Zoll hat zu wenig Personal für Kontrollen

Schwarzarbeit auf Weihnachtsmärkten

Das MDR-Magazin "Exakt" hat mehrere Fälle von Schwarzarbeit und zu geringer Bezahlung auf verschiedenen Weihnachtsmärkten in Mitteldeutschland recherchiert. Demnach melden Standbetreiber ihre Arbeitskräfte als Minijobber an, obwohl sie zehn Stunden täglich auf dem Markt stehen. Andere zahlen keinen Mindestlohn oder lassen ohne Arbeitsvertrag arbeiten, um Steuern und Abgaben zu sparen.

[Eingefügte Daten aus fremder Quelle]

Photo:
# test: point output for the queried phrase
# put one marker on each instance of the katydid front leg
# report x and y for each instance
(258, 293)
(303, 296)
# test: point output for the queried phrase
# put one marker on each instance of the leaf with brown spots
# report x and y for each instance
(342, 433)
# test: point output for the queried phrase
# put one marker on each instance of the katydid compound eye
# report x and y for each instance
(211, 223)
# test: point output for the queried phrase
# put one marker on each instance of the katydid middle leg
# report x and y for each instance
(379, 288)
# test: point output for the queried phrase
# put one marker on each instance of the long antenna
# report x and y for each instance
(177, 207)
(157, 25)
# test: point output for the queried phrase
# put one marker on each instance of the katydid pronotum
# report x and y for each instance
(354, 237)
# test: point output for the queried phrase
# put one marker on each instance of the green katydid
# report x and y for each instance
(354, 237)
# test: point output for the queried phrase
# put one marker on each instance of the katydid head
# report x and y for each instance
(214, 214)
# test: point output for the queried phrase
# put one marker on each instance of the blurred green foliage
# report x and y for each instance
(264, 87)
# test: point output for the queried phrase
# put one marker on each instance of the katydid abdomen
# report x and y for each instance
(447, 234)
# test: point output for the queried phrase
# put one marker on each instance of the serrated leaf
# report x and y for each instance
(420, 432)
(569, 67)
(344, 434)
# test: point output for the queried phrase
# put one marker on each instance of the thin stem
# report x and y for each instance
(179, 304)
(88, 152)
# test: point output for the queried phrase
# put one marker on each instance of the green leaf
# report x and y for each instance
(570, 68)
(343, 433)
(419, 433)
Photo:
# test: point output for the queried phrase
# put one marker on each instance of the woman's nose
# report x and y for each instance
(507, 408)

Der Zoll müsste die Arbeitsbedingungen eigentlich kontrollieren. Aber er hat offenbar nicht genug Personal, um gegen Schwarzarbeit auf Weihnachtsmärkten vorzugehen. Der stellvertretende Vorsitzende der Deutschen Zoll- und Finanzgewerkschaft, Holger Schoneveld, sagte dem MDR-Magazin, dass gefälschte Stundenaufzeichnungen auf den Märkten ein bekanntes Problem seien. Aber Schwarzarbeit und Steuerbetrügereien könnten kaum aufgedeckt werden, da es nur Zufallskontrollen an den Ständen gäbe: "Die Zollverwaltung an sich hat einen Personalfehlbestand von ca. 4000 bis 5000 Stellen in allen Bereichen. Je weniger Personal wir haben, desto weniger intensiv können wir auch kontrollieren. Im Bereich der Finanzkontrolle Schwarzarbeit fehlen uns 2500 Kollegen.", so Holger Schoneveld gegenüber "Exakt"

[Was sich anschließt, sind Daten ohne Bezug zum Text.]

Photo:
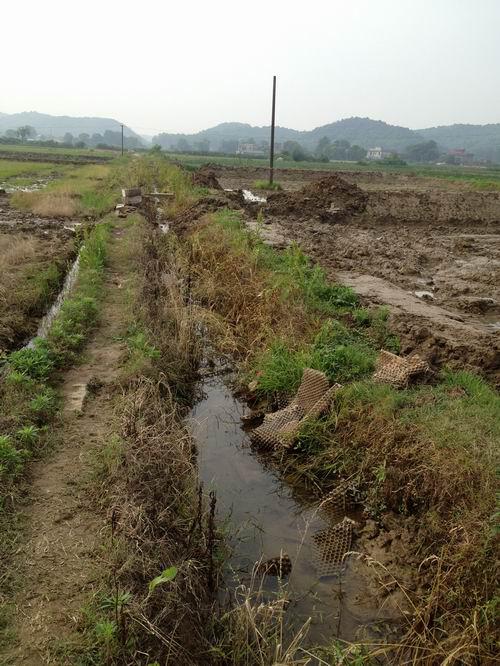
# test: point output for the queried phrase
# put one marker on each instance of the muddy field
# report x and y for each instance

Insgesamt arbeiten 190 000 Menschen auf deutschen Weihnachtsmärkten. Die Märkte sind ein boomendes Geschäft. In Deutschland werden inzwischen 85 Millionen Besucher aus dem In- und Ausland gezählt. Sie bringen einen Umsatz von über einer Milliarde Euro ein.